Voice is everywhere and being integrated into devices all around us, from voice-activated alarm clocks to voice-controlled vacuum cleaners! As this market grows, cutting-edge voice devices need to be scalable, based on a proven foundation and widely supported by a broad software ecosystem.
Chris Shore, Director of Embedded Solutions at Arm, recently sat down with one of the leaders and visionaries in voice-based engineering: Ken Sutton, President and CEO of Yobe, Inc.
Picture this: you’re in a loud room with lots of conversations, such as a dinner party. You want your Amazon Echo to turn the music down or change the sound – but using the wake word in a loud setting isn’t picked up as your voice is lost in the noise. But, when Ken showed me this on his Yobe-enabled device, he can stand across the room with music blaring near the device and his voice is uniquely picked up.
This is one example of what Yobe is pioneering and why we are excited for our DSP software engineers to be working closely with them.
Yobe was co-founded in 2014 by Ken Sutton, and S. Hamid Nawab, PhD (MIT), an internationally renowned researcher and professor of electrical and computer engineering at Boston University.
Today, Yobe is revolutionizing the field of signal processing with its “Signal Processing That Thinks” platform. VISPR (Voice Identification System for User Profile Retrieval) was Yobe’s first product launch and it is a solution that, in its commercial form, addresses most of the persistent challenges of voice technology in the market today the inability for smart, connected devices to accurately identify, track and personalize voice interactions when they take place in uncontrolled or noisy, everyday environments.
Yobe is solving this problem by enabling voice-based products to use just a wake word to immediately identify the voice, track it and personalize it; reducing wake-word and speech recognition errors by up to 85% in high noise environments.
How do you define success at Yobe?
We will consider ourselves successful when voice interface between humans and their connected devices is seamless. For this to happen, voice technologies need to work effectively in any auditory environment. Issues of poor speech recognition and speaker identification will need to be addressed before there can be true interface personalization.

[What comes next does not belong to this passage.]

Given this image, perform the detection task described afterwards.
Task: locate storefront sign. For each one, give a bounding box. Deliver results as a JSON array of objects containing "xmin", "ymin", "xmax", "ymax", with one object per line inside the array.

We see Yobe enabling multiple use cases where voice plays an important role, whether that be smart device user experience, business productivity or even mission-critical applications that rely on voice commands.
We believe that Yobe’s Artificial Intelligence (AI)-assisted signal processing will help eliminate the current challenges around identifying, tracking and separating voices to enable improved pattern recognition and overall sound quality, speech command accuracy for far-field applications and speaker identification platforms.
Can you tell us about some the projects you’re currently working on?
Yobe has successfully configured its generic artificial intelligence – Assisted Signal Processing algorithms for operation on an Arm Cortex-M7 processor, to enable wake-word recognition in acoustically challenging environments, as the one described above. These algorithms employ a blend of rule-based abductive reasoning and shallow machine learning strategies to control advanced signal processing operations that utilize the CMSIS library for intensive FFT and vector multiply or add operations.
We used Arm because of the combination of performance and the wide product offering. Also, as a software-centric company, we have seen value in Arm’s willingness to offer their internal support. Arm’s software engineering team managed by Laurent Le Faucher has made libraries and technical support available to us as we worked through the implementation of our software on their microcontrollers.
What are Yobe’s plans for the future?
As Arm furthers their expansion into the voice and low-power markets, we will continue to build and strengthen our partnership in the future. We believe there is a massive opportunity to grow our signal processing solutions and on different hardware platforms. Some potential front-end applications for the future range from automatic speech recognition (ASR), voice recognition (AVR) and wake-word recognition (WWR).